Divers with the Fredericktown Community Fire District took part in a slightly different training than usual on Saturday at the firehouse. No, the department has not added a pool to the facility, but rather the firefighters setup one of the portable tanks used to supply water on the fire ground and utilized it for a training area. Underwater in the photos are FCFD divers Ben Beever and Tom Durbin. At the communications is diver Lt. Kevin Suain.
According to the National Institute for Occupational Safety and Health (NIOSH), one of the leading dangers that divers can deal with is becoming entangled in something while in the water. Search lines, wires, debris, and aquatic plants are all possibilities that can cause them to get hung up. Unlike a fire scene where firefighters can get grouped into rescue teams, the availability of rescue divers is harder to come by.

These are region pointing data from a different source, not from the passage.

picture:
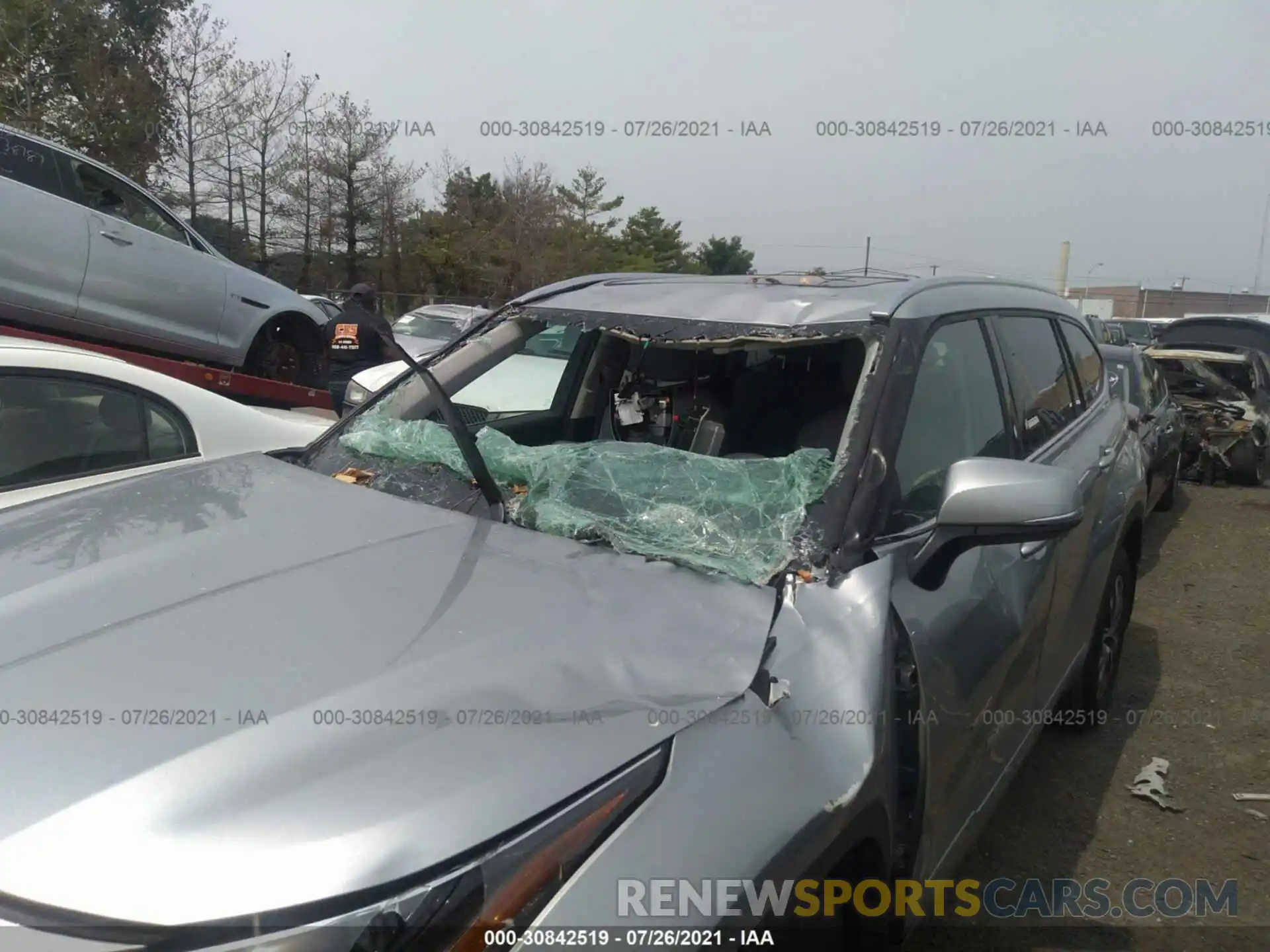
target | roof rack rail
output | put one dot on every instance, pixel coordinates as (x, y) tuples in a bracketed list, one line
[(850, 277)]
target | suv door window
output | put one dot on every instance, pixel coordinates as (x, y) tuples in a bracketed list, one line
[(1159, 386), (1152, 386), (1086, 360), (108, 194), (28, 163), (1038, 377), (955, 413), (58, 428)]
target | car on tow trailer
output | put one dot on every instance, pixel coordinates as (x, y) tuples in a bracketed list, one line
[(91, 254), (511, 664), (1154, 415), (71, 419)]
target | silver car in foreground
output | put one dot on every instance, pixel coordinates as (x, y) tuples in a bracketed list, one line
[(88, 253), (784, 583)]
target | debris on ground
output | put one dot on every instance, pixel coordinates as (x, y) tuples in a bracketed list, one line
[(1150, 785)]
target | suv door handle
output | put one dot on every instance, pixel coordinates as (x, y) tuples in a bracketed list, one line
[(1031, 550)]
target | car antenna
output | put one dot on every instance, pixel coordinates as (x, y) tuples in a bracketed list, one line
[(464, 438)]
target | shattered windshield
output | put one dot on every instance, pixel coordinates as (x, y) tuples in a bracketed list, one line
[(706, 454)]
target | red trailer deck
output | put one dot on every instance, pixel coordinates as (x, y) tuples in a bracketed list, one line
[(237, 386)]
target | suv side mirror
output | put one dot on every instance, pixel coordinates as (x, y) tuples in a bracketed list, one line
[(995, 502)]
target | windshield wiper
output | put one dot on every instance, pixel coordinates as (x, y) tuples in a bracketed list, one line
[(464, 438)]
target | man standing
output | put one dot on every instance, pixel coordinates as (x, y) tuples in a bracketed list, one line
[(360, 338)]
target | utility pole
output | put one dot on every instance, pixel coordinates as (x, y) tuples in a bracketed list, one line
[(1261, 249)]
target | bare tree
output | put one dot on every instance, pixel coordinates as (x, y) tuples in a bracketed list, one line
[(27, 37), (226, 157), (198, 58), (398, 202), (271, 102), (585, 198), (300, 207)]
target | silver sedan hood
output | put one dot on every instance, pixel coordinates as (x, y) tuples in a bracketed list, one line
[(271, 596), (418, 347)]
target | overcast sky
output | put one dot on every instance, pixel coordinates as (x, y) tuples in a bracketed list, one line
[(1150, 208)]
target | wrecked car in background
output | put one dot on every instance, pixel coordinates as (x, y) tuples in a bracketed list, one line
[(1222, 387), (841, 531), (1224, 409)]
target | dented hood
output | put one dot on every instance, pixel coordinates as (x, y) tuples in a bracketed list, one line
[(277, 602)]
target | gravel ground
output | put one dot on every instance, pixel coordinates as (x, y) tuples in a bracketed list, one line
[(1194, 688)]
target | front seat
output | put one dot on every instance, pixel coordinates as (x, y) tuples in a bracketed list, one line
[(120, 440)]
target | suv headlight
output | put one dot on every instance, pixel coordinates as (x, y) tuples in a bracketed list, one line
[(356, 394), (506, 887)]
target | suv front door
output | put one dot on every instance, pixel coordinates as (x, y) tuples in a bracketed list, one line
[(1064, 418), (145, 281), (978, 637), (44, 243)]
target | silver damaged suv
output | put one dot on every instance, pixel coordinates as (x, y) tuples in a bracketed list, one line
[(783, 583), (88, 253)]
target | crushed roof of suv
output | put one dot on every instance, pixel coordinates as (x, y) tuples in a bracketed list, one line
[(793, 301)]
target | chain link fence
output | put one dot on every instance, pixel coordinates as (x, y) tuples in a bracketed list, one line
[(396, 303)]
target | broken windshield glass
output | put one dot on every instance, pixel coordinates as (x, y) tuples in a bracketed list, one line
[(736, 517)]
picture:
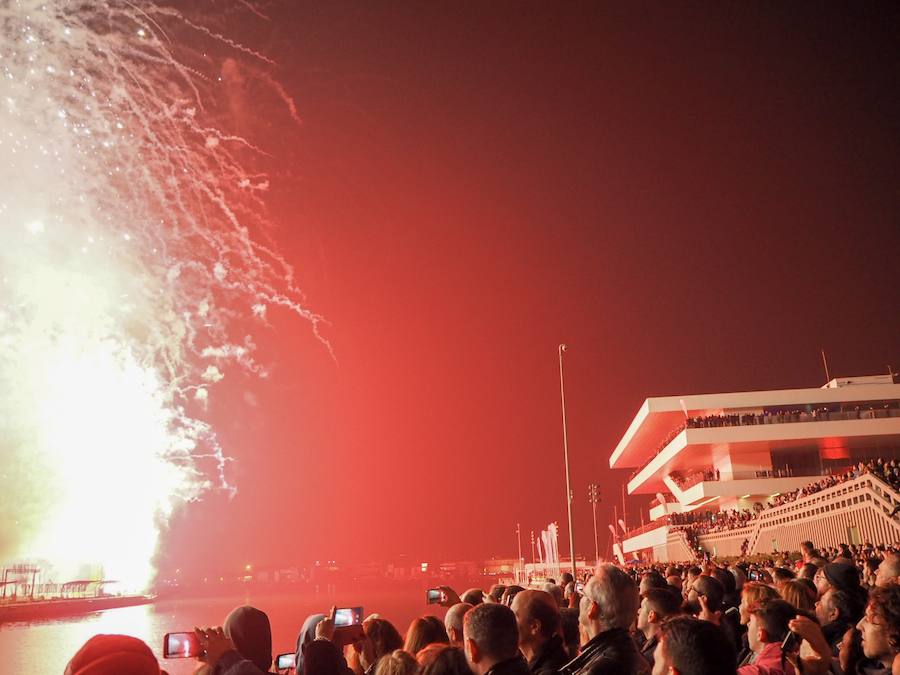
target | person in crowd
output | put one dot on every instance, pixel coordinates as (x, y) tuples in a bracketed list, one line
[(880, 628), (689, 646), (839, 575), (753, 595), (808, 571), (706, 600), (766, 631), (307, 635), (557, 593), (492, 641), (379, 637), (453, 622), (538, 621), (731, 597), (397, 662), (651, 579), (113, 655), (835, 611), (706, 594), (808, 551), (323, 658), (693, 573), (657, 606), (676, 582), (608, 609), (219, 655), (509, 593), (801, 594), (249, 631), (780, 576), (571, 631), (740, 578), (473, 596), (495, 593), (888, 571), (423, 631), (438, 659)]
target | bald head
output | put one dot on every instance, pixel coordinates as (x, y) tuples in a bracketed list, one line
[(453, 621), (888, 570), (537, 617)]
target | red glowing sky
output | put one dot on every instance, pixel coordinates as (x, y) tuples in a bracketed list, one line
[(695, 200)]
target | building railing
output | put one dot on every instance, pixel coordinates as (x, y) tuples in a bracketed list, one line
[(757, 419), (862, 505)]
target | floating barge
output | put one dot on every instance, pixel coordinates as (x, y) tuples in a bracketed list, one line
[(38, 610)]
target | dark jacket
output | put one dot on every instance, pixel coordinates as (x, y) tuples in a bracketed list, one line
[(648, 649), (514, 666), (611, 652), (251, 634), (233, 663), (549, 658), (834, 633)]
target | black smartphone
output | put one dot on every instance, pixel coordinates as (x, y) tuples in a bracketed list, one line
[(181, 645), (791, 643), (284, 661), (348, 616)]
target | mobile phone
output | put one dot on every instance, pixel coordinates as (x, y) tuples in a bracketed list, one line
[(181, 645), (791, 643), (284, 661), (348, 616)]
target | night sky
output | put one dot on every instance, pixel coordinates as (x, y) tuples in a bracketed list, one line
[(696, 197)]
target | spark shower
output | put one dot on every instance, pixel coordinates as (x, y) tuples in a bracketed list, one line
[(133, 256)]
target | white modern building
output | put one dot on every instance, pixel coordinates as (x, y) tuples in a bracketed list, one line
[(740, 451)]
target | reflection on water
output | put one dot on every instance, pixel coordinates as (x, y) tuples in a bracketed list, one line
[(46, 647)]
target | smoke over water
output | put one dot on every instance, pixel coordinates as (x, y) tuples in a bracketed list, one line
[(129, 252)]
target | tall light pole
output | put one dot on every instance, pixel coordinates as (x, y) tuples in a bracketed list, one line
[(594, 497), (562, 395), (521, 559)]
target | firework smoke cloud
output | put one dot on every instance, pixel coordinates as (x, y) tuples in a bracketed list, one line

After getting geared up the divers entered the very shallow water and had their facemasks obscured to disorient them similar to being under water. In waters throughout the fire district, the majority have very little visibility, especially once a diver comes in contact with silt in the area and stirs it up. Once under the water in the portable tank, the divers kept communicating with a dive tender by utilizing tethered communications, updating on progress and likewise the tender advising what he saw as well. Those helping with the exercise would continually tangle the divers in different manners to challenge their skills to not only recognize the emergency, but also work to free themselves and keep calm during the process.
The FCFD area has 630 acres of public recreational lakes, not including rivers, streams, ponds, and quarries that it is also responsible for protecting and responding to. Utilizing two different types of boats, a dive rescue trailer, and a variety of safety equipment, the dive team is available by mutual-aid anywhere they are called.